The project originates from the final assignment of the CS-6730-A Data Visualization Principles course at Georgia Tech. The aim of the project is to analyze the melodic and lyrical characteristics of 10 subgenres of hip-hop music, helping users better and more quickly understand the differences and connections between these subgenres, thereby deepening their understanding of hip-hop culture. Based on this, we designed a flexible data exploration experience for users, allowing them to start from different songs or subgenres based on their preferences and obtain various types of information.
1. Data Retrieving
We obtained a dataset of hip-hop music entries from 1970 to 2020 via the Genius API, which includes metadata such as release date, artist, subgenre type, and more. This dataset is frequently cited in related research. We filtered the dataset by subgenre, selecting 11 subgenres for analysis. Then, we selected the top 10 songs from each decade based on popularity.

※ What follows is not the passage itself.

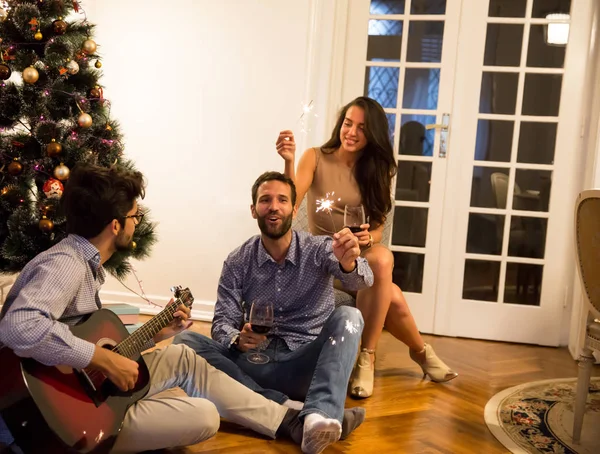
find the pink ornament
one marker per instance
(53, 188)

Using the Spotify API, we downloaded previews of these songs and processed them with a voice-background separation model. After separating the vocals from the background music, we analyzed the volume and pitch of the audio frame by frame. This allowed us to generate the raw data for visualizing the melody.
For the lyrics, we used a simple AI sentiment analysis model to assess the emotional tone of each line of the lyrics. This allowed us to perform a sentiment polarity analysis, generating raw data for visualizing the emotional trends within the lyrics.
2. Data Visualization
We imported the processed raw data into Tableau for visualization and created a series of charts ranging from macro to micro perspectives.

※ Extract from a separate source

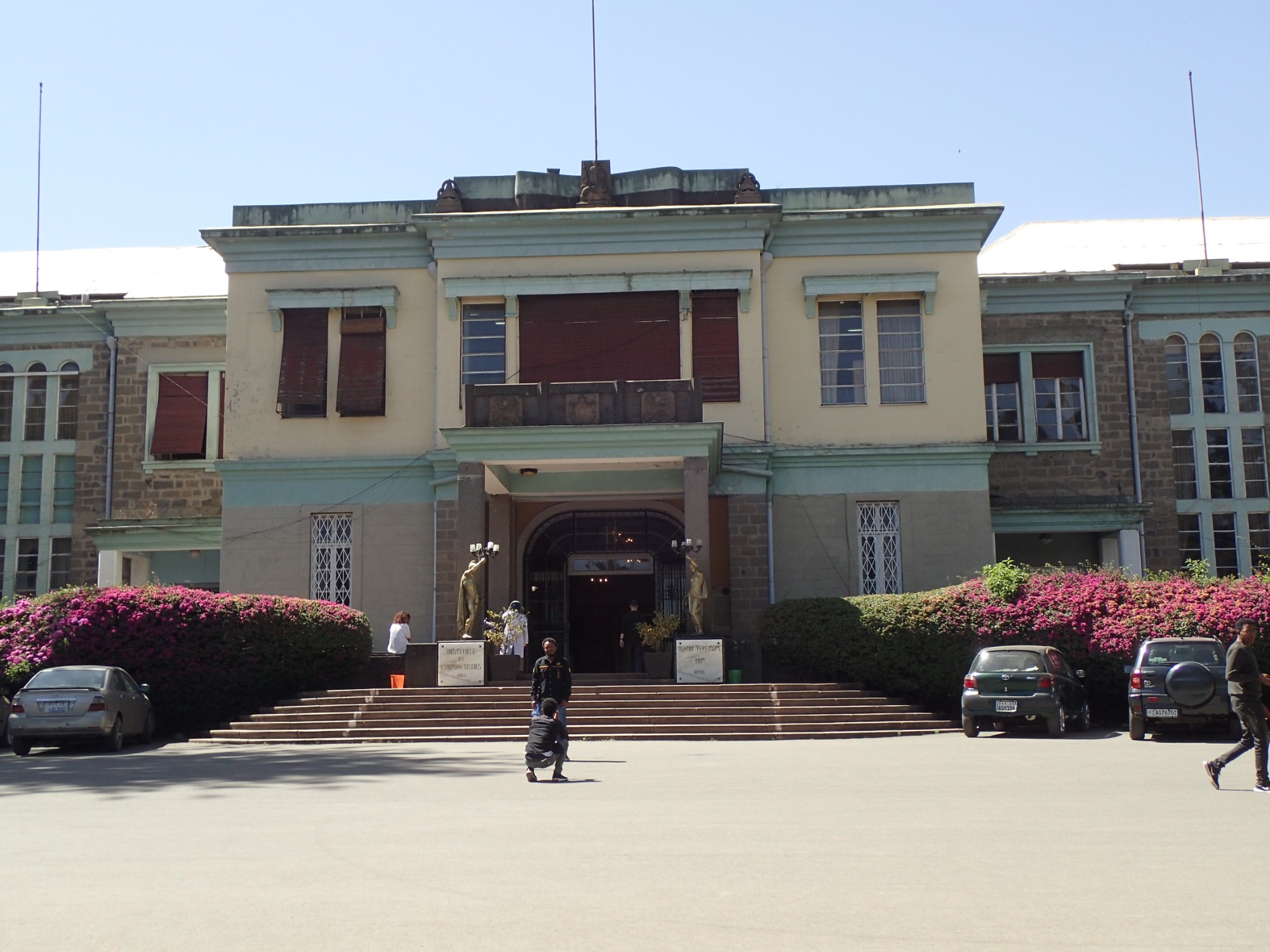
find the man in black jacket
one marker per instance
(1245, 681)
(545, 747)
(553, 680)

In Chapter 1, we focused on comparing the yearly trends of hip-hop music, providing users with a general understanding of its overall development over time.
In Chapter 2, using trap (a subgenre of hip-hop) as an example, we compared the differences in melody and lyrical composition between different subgenres.
In Chapter 3, we delved into the song level, showcasing the analysis of vocals and background sound from song previews. This allowed users to explore the music in greater detail.
3. Data Insights
Given that our data is quite specialized, it might be difficult for casual music enthusiasts to fully understand it. Therefore, we took screenshots of certain data points and added annotations to make it easier for users to comprehend the meaning and implications behind the data. This approach helps users more easily grasp the insights and context represented by the data.
4. Website Development
We compiled the above data visualizations and their meanings into an interactive website using HTML. This allows users to engage with the data more dynamically and explore the various visualizations and insights in a user-friendly manner. The website provides an intuitive platform for users to interact with and better understand the data.
Design Type: Data Visualization
Project Type: Final Project of CS-6730-A, Georgia Institute of Technology
Time: 2024.8-2024.12
Instructor: Dr.John Stasko
Collaborator: Hanna Fu、Wanting Mao、Yuxin Lin
Main Contributions:
1. Obtained the 1970-2020 hip-hop dataset from the Genius API;
2. Performed data cleaning on the obtained dataset, including filtering by subgenre and popularity, as well as re-inputting invalid values;
3. Downloaded song previews using the Spotify API, separated vocals and background music using a model, and used Python to analyze the audio frame by frame to extract metadata for visualization;
4. esigned 9 data visualization charts using Tableau, ensuring consistent chart styles, including line width, colors, and fonts, to maintain a unified design;
5. Built a website using HTML, CSS, and JavaScript, embedding Tableau visuals into the webpage using iframe and effectively removing watermarks, resulting in a more cohesive and polished web design.